Inflation in the Eurozone surged 9.1% from a year ago last month, the E.U.’s statistics agency, Eurostat, revealed on Wednesday. The rise marked the ninth straight month of record consumer price increases for the 19-nation currency bloc.

And “the worst is yet to come,” Anna Titareva, a UBS economist, warned in a Wednesday research note.

A 38.3% year-over-year jump in energy prices was the main driver of European inflation in August. Energy prices have soared in Europe this year as the Ukraine war and subsequent sanctions by the West have lifted natural gas prices to four times higher than they were a year ago.

A 10.6% annual jump in food, alcohol, and tobacco prices also helped exacerbate inflation in the Eurozone last month. But even core inflation, which excludes more volatile food and energy prices, hit an all-time high of 4.3% in August, more than double E.U. official’s 2% target rate. 

Titareva noted that this was a “stronger-than-expected” rise in core prices.

Three E.U. nations also saw inflation rates of over 20% last month, while nine saw double-digit price increases, according to Eurostat data.

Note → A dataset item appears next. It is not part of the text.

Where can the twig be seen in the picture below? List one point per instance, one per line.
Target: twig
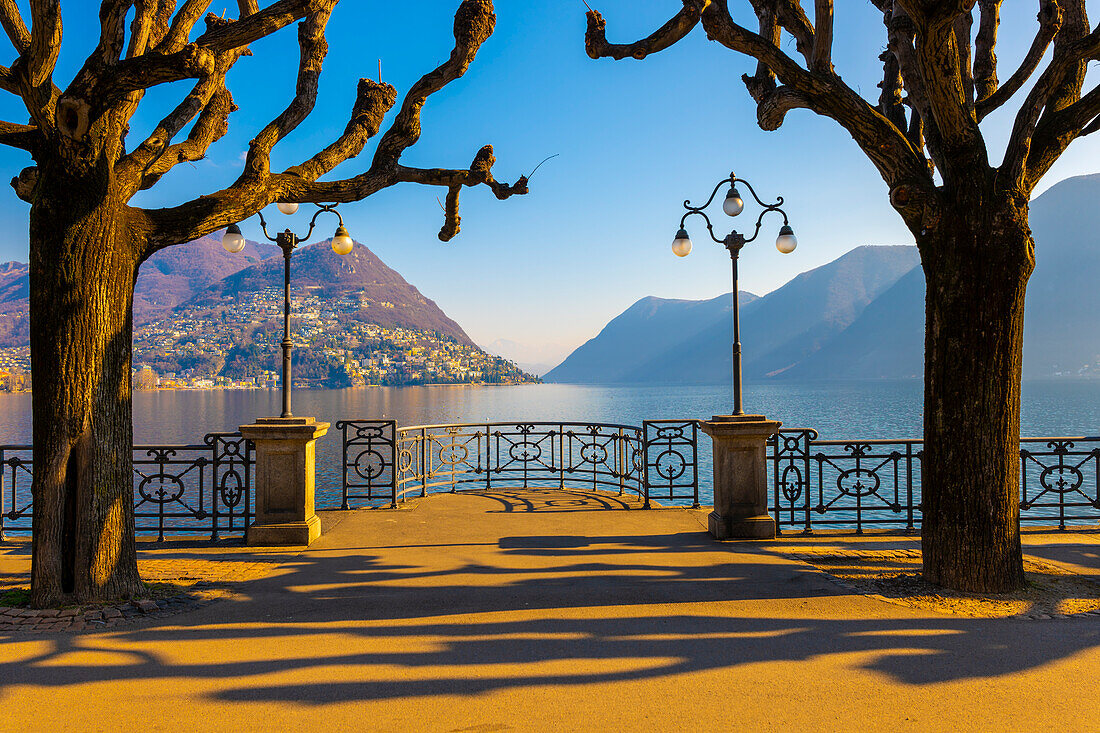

Italian government officials said on Thursday they are planning a new multi-billion euro package to help families cope with surging energy and food prices. The move came after Carlo Bonomi, the president of Italy’s employers’ association, Confindustria, said the country is facing an “economic earthquake” due to inflation in a radio interview this week, Reuters first reported.

European nations have spent billions on energy subsidies and even direct payments to residents in order to help with surging consumer prices since the war in Ukraine began in late February. 

Even Germany, which typically has much lower inflation rates than the rest of Europe, is dealing with record levels of inflation amid surging energy costs. 

Consumer prices in the country rose at a 7.9% annual rate last month, according to the country’s national statistics office. And Jörg Krämer, the chief economist at the German bank, Commerzbank, told Reuters that he expects the situation to get worse from here as government fuel rebates and public transportation subsidies expire.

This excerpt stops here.